I hain’t a yaller hair in the hull of my foretop, but I thought to myself, I’d love to see Josiah Allen’s eyes opened; for I knew as well as I knew my name was Josiah Allen’s wife, that that woman didn’t think Josiah wus so pretty and beautiful. But I didn’t see how I was goin’ to convince him, for he wouldn’t believe me when I told him, she wus a makin’ of it; and I knew she would stick to what she had said, and so there it wus. But I hold firm, and cooked good vittles, and done well by her.

That very afternoon we wus invited to tea, that wus Sylphina Allen’s, Miss Nathen Spooner’s, us and Alzina Ann Allen. Sylphina didn’t use to be the right sort of a girl. She wus a kind of helpless, improvenden thing, and threw herself away on a worthless, drunken feller, that she married for her first husband, though Nathen Spooner wus a dyin’ for her, even then. But when her drunken husband died, and she wus left with that boy of hers, about six years old, she up and jined the Methodist church. I didn’t use to associate with her at all, and Josiah didn’t want me to, though she wus a second cousin on his father’s side. But folks began to make much of her. So I and Josiah did everything for her we could, to help her do well, and be likely. And last fall, she wus married to Nathen Spooner, who hadn’t forgotten her in all this time.

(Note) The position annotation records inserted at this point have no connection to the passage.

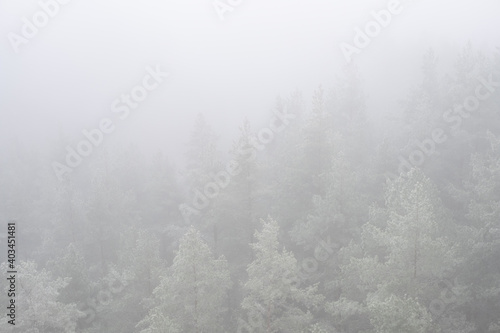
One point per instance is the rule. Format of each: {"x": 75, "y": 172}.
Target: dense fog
{"x": 250, "y": 166}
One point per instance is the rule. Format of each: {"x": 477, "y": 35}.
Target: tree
{"x": 193, "y": 295}
{"x": 405, "y": 250}
{"x": 274, "y": 302}
{"x": 37, "y": 297}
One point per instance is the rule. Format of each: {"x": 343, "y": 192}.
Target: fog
{"x": 93, "y": 92}
{"x": 66, "y": 77}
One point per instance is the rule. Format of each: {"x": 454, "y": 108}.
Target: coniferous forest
{"x": 318, "y": 222}
{"x": 322, "y": 216}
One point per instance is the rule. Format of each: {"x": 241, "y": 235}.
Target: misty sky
{"x": 91, "y": 52}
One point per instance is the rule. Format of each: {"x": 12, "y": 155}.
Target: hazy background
{"x": 66, "y": 77}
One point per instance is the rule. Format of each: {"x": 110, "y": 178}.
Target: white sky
{"x": 92, "y": 51}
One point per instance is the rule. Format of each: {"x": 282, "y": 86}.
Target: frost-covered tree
{"x": 193, "y": 294}
{"x": 39, "y": 308}
{"x": 275, "y": 301}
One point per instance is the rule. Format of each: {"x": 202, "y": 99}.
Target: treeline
{"x": 317, "y": 222}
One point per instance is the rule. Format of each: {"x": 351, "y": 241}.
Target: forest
{"x": 317, "y": 220}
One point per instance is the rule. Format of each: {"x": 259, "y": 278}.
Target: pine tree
{"x": 194, "y": 293}
{"x": 37, "y": 302}
{"x": 274, "y": 302}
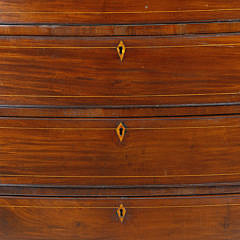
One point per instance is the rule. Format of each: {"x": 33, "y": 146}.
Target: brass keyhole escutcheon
{"x": 121, "y": 212}
{"x": 121, "y": 49}
{"x": 121, "y": 130}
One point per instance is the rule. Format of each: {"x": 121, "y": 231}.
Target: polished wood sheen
{"x": 90, "y": 152}
{"x": 119, "y": 120}
{"x": 89, "y": 71}
{"x": 112, "y": 12}
{"x": 200, "y": 218}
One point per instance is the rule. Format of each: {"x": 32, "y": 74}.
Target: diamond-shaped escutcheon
{"x": 121, "y": 212}
{"x": 121, "y": 49}
{"x": 121, "y": 130}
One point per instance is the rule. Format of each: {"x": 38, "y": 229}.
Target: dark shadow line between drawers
{"x": 121, "y": 24}
{"x": 119, "y": 106}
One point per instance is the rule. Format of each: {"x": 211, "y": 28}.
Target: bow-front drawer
{"x": 187, "y": 218}
{"x": 119, "y": 152}
{"x": 109, "y": 12}
{"x": 133, "y": 71}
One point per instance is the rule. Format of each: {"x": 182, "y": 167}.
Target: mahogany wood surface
{"x": 89, "y": 152}
{"x": 87, "y": 72}
{"x": 199, "y": 218}
{"x": 113, "y": 12}
{"x": 120, "y": 30}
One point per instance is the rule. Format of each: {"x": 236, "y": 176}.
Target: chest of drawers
{"x": 119, "y": 120}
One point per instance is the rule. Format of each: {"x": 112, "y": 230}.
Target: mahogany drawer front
{"x": 109, "y": 12}
{"x": 166, "y": 218}
{"x": 155, "y": 71}
{"x": 119, "y": 152}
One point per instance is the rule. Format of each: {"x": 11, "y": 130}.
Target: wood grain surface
{"x": 112, "y": 12}
{"x": 88, "y": 152}
{"x": 88, "y": 71}
{"x": 120, "y": 29}
{"x": 89, "y": 219}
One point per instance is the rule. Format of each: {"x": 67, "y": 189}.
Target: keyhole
{"x": 121, "y": 212}
{"x": 120, "y": 50}
{"x": 120, "y": 131}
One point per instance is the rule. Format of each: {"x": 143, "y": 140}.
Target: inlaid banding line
{"x": 124, "y": 12}
{"x": 161, "y": 176}
{"x": 113, "y": 207}
{"x": 127, "y": 47}
{"x": 129, "y": 128}
{"x": 121, "y": 96}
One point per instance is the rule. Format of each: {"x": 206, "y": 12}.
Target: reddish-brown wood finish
{"x": 109, "y": 12}
{"x": 120, "y": 30}
{"x": 89, "y": 151}
{"x": 89, "y": 219}
{"x": 88, "y": 71}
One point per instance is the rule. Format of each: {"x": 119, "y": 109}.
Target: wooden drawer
{"x": 155, "y": 71}
{"x": 187, "y": 218}
{"x": 125, "y": 11}
{"x": 119, "y": 151}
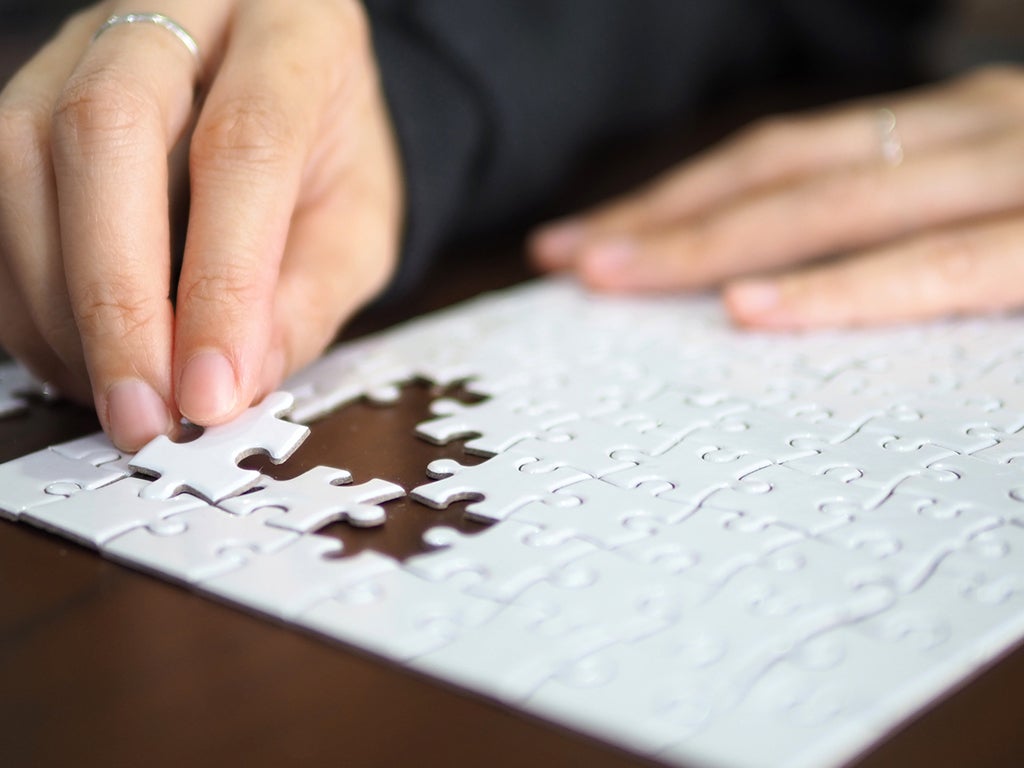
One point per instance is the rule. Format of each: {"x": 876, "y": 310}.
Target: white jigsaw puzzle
{"x": 320, "y": 496}
{"x": 208, "y": 466}
{"x": 713, "y": 548}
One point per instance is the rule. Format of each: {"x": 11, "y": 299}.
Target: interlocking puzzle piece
{"x": 965, "y": 482}
{"x": 989, "y": 567}
{"x": 199, "y": 544}
{"x": 588, "y": 444}
{"x": 15, "y": 383}
{"x": 511, "y": 654}
{"x": 669, "y": 691}
{"x": 679, "y": 410}
{"x": 208, "y": 466}
{"x": 710, "y": 546}
{"x": 600, "y": 590}
{"x": 398, "y": 614}
{"x": 602, "y": 513}
{"x": 769, "y": 434}
{"x": 871, "y": 459}
{"x": 811, "y": 504}
{"x": 93, "y": 517}
{"x": 960, "y": 427}
{"x": 504, "y": 482}
{"x": 315, "y": 498}
{"x": 499, "y": 423}
{"x": 1004, "y": 382}
{"x": 504, "y": 559}
{"x": 287, "y": 580}
{"x": 694, "y": 468}
{"x": 48, "y": 475}
{"x": 1010, "y": 450}
{"x": 97, "y": 450}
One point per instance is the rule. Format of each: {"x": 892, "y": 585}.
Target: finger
{"x": 967, "y": 270}
{"x": 777, "y": 150}
{"x": 252, "y": 145}
{"x": 35, "y": 291}
{"x": 19, "y": 338}
{"x": 121, "y": 111}
{"x": 340, "y": 255}
{"x": 849, "y": 209}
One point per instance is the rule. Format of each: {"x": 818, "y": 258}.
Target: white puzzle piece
{"x": 285, "y": 581}
{"x": 398, "y": 614}
{"x": 316, "y": 498}
{"x": 93, "y": 517}
{"x": 503, "y": 483}
{"x": 712, "y": 547}
{"x": 198, "y": 544}
{"x": 209, "y": 465}
{"x": 47, "y": 476}
{"x": 15, "y": 383}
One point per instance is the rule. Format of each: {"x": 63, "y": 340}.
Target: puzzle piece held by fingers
{"x": 208, "y": 466}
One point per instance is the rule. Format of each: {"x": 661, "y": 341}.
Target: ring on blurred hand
{"x": 161, "y": 20}
{"x": 890, "y": 142}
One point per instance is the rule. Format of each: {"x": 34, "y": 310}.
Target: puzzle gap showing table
{"x": 709, "y": 547}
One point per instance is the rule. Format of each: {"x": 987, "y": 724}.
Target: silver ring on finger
{"x": 160, "y": 20}
{"x": 890, "y": 142}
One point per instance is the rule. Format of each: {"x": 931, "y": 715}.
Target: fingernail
{"x": 754, "y": 297}
{"x": 610, "y": 256}
{"x": 558, "y": 240}
{"x": 207, "y": 390}
{"x": 135, "y": 414}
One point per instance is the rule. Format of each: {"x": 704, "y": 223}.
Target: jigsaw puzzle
{"x": 713, "y": 548}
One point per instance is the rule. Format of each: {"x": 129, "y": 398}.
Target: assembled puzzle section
{"x": 710, "y": 547}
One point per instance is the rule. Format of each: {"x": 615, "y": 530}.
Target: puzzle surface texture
{"x": 711, "y": 547}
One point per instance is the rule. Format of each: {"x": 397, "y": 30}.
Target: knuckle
{"x": 22, "y": 130}
{"x": 101, "y": 105}
{"x": 246, "y": 130}
{"x": 953, "y": 258}
{"x": 112, "y": 308}
{"x": 226, "y": 291}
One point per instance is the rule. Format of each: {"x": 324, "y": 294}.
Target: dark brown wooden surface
{"x": 103, "y": 666}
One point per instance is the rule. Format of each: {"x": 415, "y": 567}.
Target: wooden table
{"x": 103, "y": 666}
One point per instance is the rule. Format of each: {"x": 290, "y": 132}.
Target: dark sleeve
{"x": 494, "y": 100}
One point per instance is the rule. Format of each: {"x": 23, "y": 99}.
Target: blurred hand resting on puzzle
{"x": 295, "y": 205}
{"x": 921, "y": 196}
{"x": 296, "y": 200}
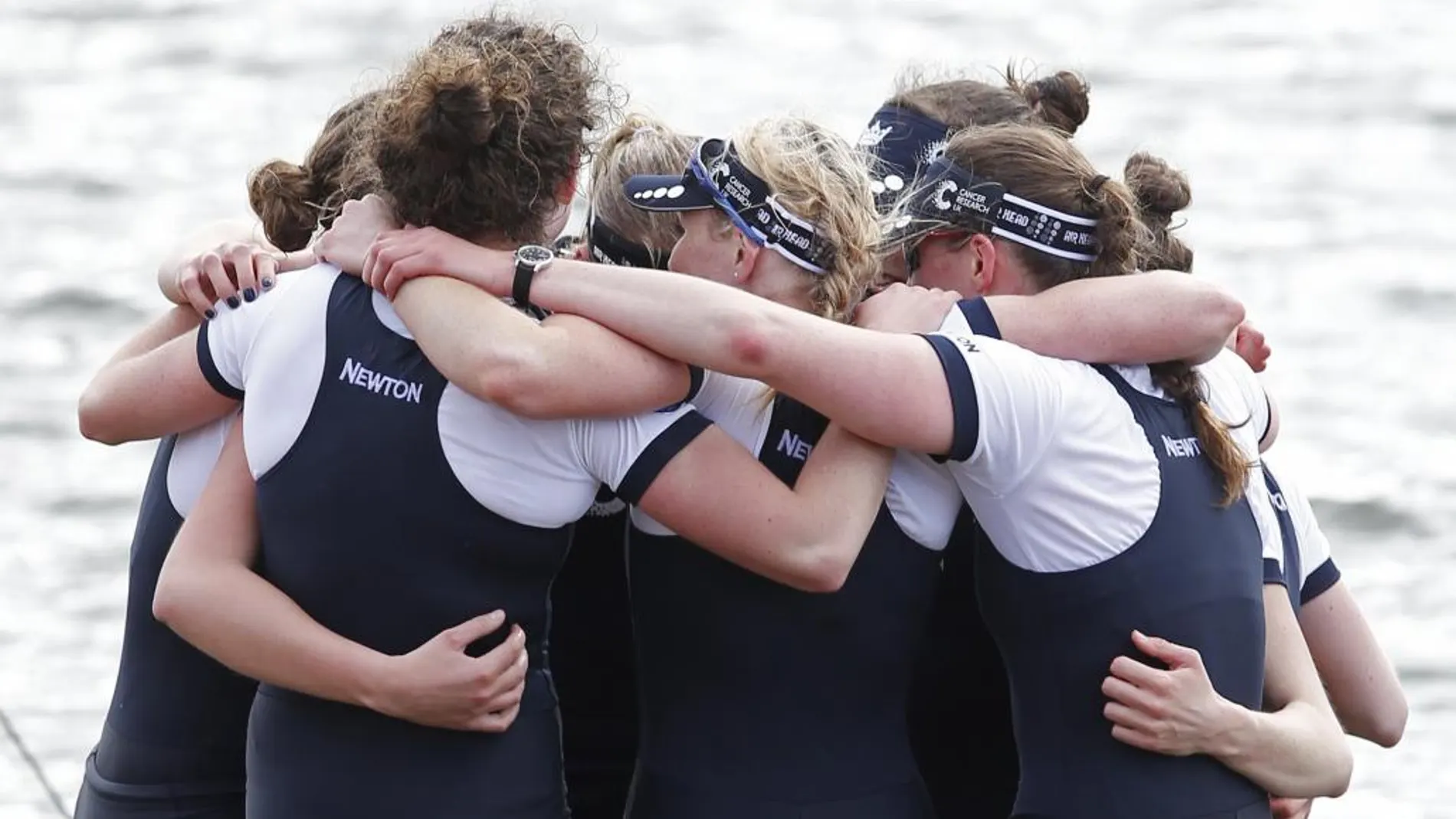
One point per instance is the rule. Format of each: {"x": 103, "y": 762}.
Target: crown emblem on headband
{"x": 874, "y": 134}
{"x": 931, "y": 152}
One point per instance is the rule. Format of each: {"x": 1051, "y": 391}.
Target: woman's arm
{"x": 562, "y": 367}
{"x": 717, "y": 495}
{"x": 1296, "y": 749}
{"x": 1145, "y": 317}
{"x": 121, "y": 403}
{"x": 861, "y": 378}
{"x": 210, "y": 595}
{"x": 1357, "y": 675}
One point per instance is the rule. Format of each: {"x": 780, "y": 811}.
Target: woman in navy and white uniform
{"x": 1111, "y": 496}
{"x": 172, "y": 744}
{"x": 846, "y": 754}
{"x": 362, "y": 448}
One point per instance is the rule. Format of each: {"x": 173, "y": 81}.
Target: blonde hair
{"x": 641, "y": 144}
{"x": 821, "y": 179}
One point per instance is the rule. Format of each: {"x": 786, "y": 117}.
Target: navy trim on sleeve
{"x": 964, "y": 408}
{"x": 695, "y": 385}
{"x": 215, "y": 377}
{"x": 1320, "y": 581}
{"x": 658, "y": 454}
{"x": 1273, "y": 574}
{"x": 979, "y": 316}
{"x": 1268, "y": 419}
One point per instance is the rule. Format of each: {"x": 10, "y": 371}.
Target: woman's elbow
{"x": 95, "y": 419}
{"x": 1386, "y": 728}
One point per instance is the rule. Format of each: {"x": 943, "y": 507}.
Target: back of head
{"x": 640, "y": 146}
{"x": 485, "y": 127}
{"x": 1161, "y": 191}
{"x": 1061, "y": 100}
{"x": 1040, "y": 165}
{"x": 821, "y": 179}
{"x": 290, "y": 200}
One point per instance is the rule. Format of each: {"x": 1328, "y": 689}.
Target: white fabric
{"x": 542, "y": 473}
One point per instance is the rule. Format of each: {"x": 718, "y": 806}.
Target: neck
{"x": 782, "y": 281}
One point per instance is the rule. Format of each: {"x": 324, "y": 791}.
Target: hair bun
{"x": 1063, "y": 100}
{"x": 283, "y": 197}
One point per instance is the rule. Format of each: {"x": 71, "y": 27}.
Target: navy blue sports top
{"x": 393, "y": 505}
{"x": 760, "y": 700}
{"x": 178, "y": 720}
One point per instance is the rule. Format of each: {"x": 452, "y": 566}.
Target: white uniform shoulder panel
{"x": 1062, "y": 474}
{"x": 192, "y": 459}
{"x": 284, "y": 365}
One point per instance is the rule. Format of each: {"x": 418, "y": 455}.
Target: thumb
{"x": 297, "y": 260}
{"x": 1171, "y": 654}
{"x": 474, "y": 629}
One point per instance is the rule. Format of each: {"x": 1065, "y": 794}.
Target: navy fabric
{"x": 757, "y": 699}
{"x": 1194, "y": 578}
{"x": 1289, "y": 536}
{"x": 375, "y": 537}
{"x": 593, "y": 663}
{"x": 960, "y": 704}
{"x": 103, "y": 799}
{"x": 178, "y": 720}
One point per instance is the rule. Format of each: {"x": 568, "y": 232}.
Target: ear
{"x": 982, "y": 258}
{"x": 746, "y": 258}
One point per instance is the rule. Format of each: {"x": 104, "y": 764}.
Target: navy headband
{"x": 948, "y": 194}
{"x": 902, "y": 142}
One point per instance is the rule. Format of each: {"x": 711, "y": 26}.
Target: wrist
{"x": 373, "y": 681}
{"x": 1225, "y": 735}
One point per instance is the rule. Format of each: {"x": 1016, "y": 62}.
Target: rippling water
{"x": 1321, "y": 144}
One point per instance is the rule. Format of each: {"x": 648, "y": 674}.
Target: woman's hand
{"x": 232, "y": 273}
{"x": 1172, "y": 712}
{"x": 357, "y": 226}
{"x": 402, "y": 255}
{"x": 440, "y": 686}
{"x": 904, "y": 309}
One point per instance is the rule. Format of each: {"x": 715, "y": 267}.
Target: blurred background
{"x": 1321, "y": 144}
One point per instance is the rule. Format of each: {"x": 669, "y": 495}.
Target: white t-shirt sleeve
{"x": 629, "y": 453}
{"x": 1317, "y": 565}
{"x": 225, "y": 344}
{"x": 1006, "y": 401}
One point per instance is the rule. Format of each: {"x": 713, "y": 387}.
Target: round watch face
{"x": 535, "y": 255}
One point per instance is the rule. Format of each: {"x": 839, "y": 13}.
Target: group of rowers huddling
{"x": 815, "y": 480}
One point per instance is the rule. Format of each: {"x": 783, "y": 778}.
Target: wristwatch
{"x": 529, "y": 260}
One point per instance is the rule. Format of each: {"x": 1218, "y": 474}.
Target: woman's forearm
{"x": 564, "y": 367}
{"x": 249, "y": 626}
{"x": 1137, "y": 319}
{"x": 1289, "y": 752}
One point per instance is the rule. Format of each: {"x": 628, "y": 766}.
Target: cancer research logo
{"x": 874, "y": 134}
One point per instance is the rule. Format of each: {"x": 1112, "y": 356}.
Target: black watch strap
{"x": 522, "y": 287}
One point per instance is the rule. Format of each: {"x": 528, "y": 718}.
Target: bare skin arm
{"x": 212, "y": 597}
{"x": 562, "y": 367}
{"x": 1294, "y": 749}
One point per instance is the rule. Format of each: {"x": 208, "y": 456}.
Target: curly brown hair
{"x": 291, "y": 200}
{"x": 485, "y": 127}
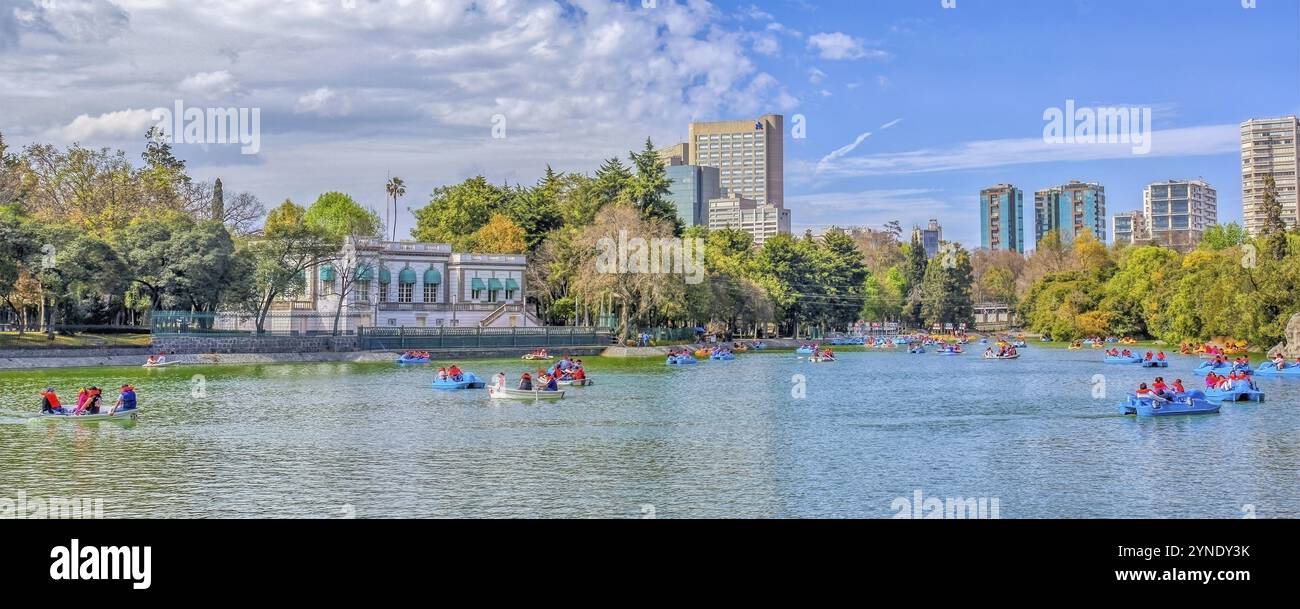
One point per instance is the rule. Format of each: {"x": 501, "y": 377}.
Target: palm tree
{"x": 395, "y": 188}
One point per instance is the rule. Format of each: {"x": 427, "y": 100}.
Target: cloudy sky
{"x": 910, "y": 107}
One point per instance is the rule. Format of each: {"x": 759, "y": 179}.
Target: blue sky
{"x": 953, "y": 99}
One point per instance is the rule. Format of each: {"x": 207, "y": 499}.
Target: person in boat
{"x": 1144, "y": 392}
{"x": 125, "y": 401}
{"x": 1279, "y": 362}
{"x": 50, "y": 402}
{"x": 91, "y": 405}
{"x": 1160, "y": 388}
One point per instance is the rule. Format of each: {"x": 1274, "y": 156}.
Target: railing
{"x": 445, "y": 337}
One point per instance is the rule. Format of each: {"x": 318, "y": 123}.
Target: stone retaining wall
{"x": 174, "y": 345}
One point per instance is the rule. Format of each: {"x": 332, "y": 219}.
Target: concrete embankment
{"x": 79, "y": 358}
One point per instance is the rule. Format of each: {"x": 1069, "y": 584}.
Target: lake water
{"x": 720, "y": 439}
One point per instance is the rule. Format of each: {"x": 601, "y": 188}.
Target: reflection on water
{"x": 722, "y": 439}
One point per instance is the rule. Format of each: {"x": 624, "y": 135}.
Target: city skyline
{"x": 575, "y": 86}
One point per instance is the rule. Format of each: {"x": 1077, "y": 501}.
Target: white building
{"x": 762, "y": 221}
{"x": 1269, "y": 148}
{"x": 420, "y": 285}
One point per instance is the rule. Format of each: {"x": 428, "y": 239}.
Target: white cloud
{"x": 121, "y": 124}
{"x": 839, "y": 46}
{"x": 1213, "y": 139}
{"x": 209, "y": 83}
{"x": 324, "y": 102}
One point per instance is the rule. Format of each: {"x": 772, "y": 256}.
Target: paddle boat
{"x": 1269, "y": 368}
{"x": 124, "y": 415}
{"x": 993, "y": 355}
{"x": 1183, "y": 404}
{"x": 1205, "y": 367}
{"x": 1240, "y": 392}
{"x": 467, "y": 381}
{"x": 524, "y": 393}
{"x": 1122, "y": 359}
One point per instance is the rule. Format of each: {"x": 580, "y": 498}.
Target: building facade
{"x": 692, "y": 189}
{"x": 1070, "y": 210}
{"x": 419, "y": 285}
{"x": 1129, "y": 228}
{"x": 930, "y": 237}
{"x": 1001, "y": 214}
{"x": 750, "y": 156}
{"x": 1269, "y": 148}
{"x": 763, "y": 221}
{"x": 1178, "y": 211}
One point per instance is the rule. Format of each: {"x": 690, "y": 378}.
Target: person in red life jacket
{"x": 91, "y": 405}
{"x": 1158, "y": 387}
{"x": 50, "y": 402}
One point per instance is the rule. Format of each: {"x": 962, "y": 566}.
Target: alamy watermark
{"x": 1075, "y": 125}
{"x": 50, "y": 508}
{"x": 196, "y": 125}
{"x": 657, "y": 255}
{"x": 919, "y": 506}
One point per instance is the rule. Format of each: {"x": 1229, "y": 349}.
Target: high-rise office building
{"x": 1269, "y": 148}
{"x": 930, "y": 237}
{"x": 761, "y": 220}
{"x": 1129, "y": 228}
{"x": 1001, "y": 216}
{"x": 692, "y": 189}
{"x": 749, "y": 155}
{"x": 1070, "y": 210}
{"x": 1178, "y": 212}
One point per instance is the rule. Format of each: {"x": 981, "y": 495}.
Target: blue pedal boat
{"x": 1183, "y": 404}
{"x": 467, "y": 381}
{"x": 1269, "y": 368}
{"x": 1122, "y": 359}
{"x": 1240, "y": 392}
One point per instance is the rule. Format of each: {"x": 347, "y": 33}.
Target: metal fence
{"x": 277, "y": 323}
{"x": 443, "y": 337}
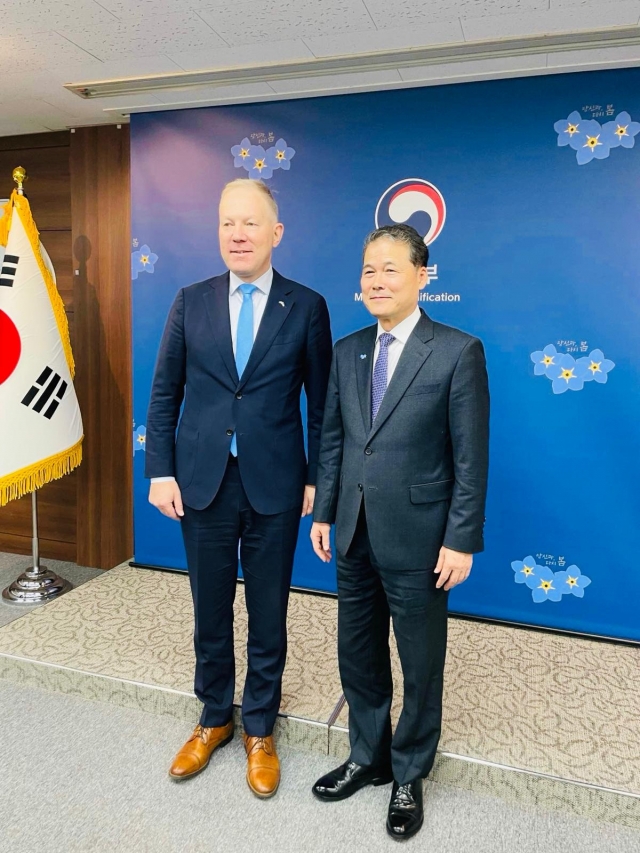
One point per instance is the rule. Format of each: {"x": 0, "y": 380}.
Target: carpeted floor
{"x": 84, "y": 776}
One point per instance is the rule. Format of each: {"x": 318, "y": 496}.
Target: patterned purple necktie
{"x": 379, "y": 382}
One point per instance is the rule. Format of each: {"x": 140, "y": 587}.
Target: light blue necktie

They make a likely couple, and I shouldn’t wonder if they do well. Nathen Spooner is bashful; he looks as if he wanted to sink if any one speaks to him; but Sylphina is proud-spirited and holds him up.

They hain’t got a great deal to do with, and Sylphina bein’ kind o’ afraid of Alzina Ann, sent over and borrowed her mother-in-law’s white-handled knives, and, unbeknown to Alzina Ann, I carried her over some tea-spoons, and other things for her comfort, for if Sylphina means to do better, and try to git along, and be a provider, I want to encourage her all I can, so I carried her the spoons.

Wall, no sooner had we got seated over to Mrs. Spooner’ses, than Alzina Ann begun:

“How much!—how much that beautiful little boy looks like you, Mr. Spooner,” she cried, and she would look first at Nathen, and then at the child, with that enthusiastic look of her’s.

Sylphina’s face wus red as blood, for the child looked as like her first husband as two peas, and she knowed that Nathen almost hated the sight of the boy, and only had him in the house for her sake. And truly, if Nathen Spooner could have sunk down through the floor into the seller, right into the potato bin or pork barrel, it would have been one of the most blessed reliefs to him that he ever enjoyed. I could see that by his countenance.

If she had just said what she had to say, and then left off; but Alzina Ann never’ll do that; she had to enlarge in her idees, and she would ask Sylphina if she didn’t think her boy had the same noble, handsome look to him that Nathen had. And Sylphina would stammer, and look annoyed more’n ever, and get as red in the face as a red woollen shirt. And then Alzina Ann, looking at the child’s pug nose, and then at Nathen’s, which was a sort of Roman one, and the best feetur in his face, as Josiah says, would ask Nathen if folks hadn’t told him before how much his little boy resembled his pa. And Nathen would look this way and that, and kind o’ frown; and it did seem as if we couldn’t keep him out of the seller, to save our lives. And there it wuz.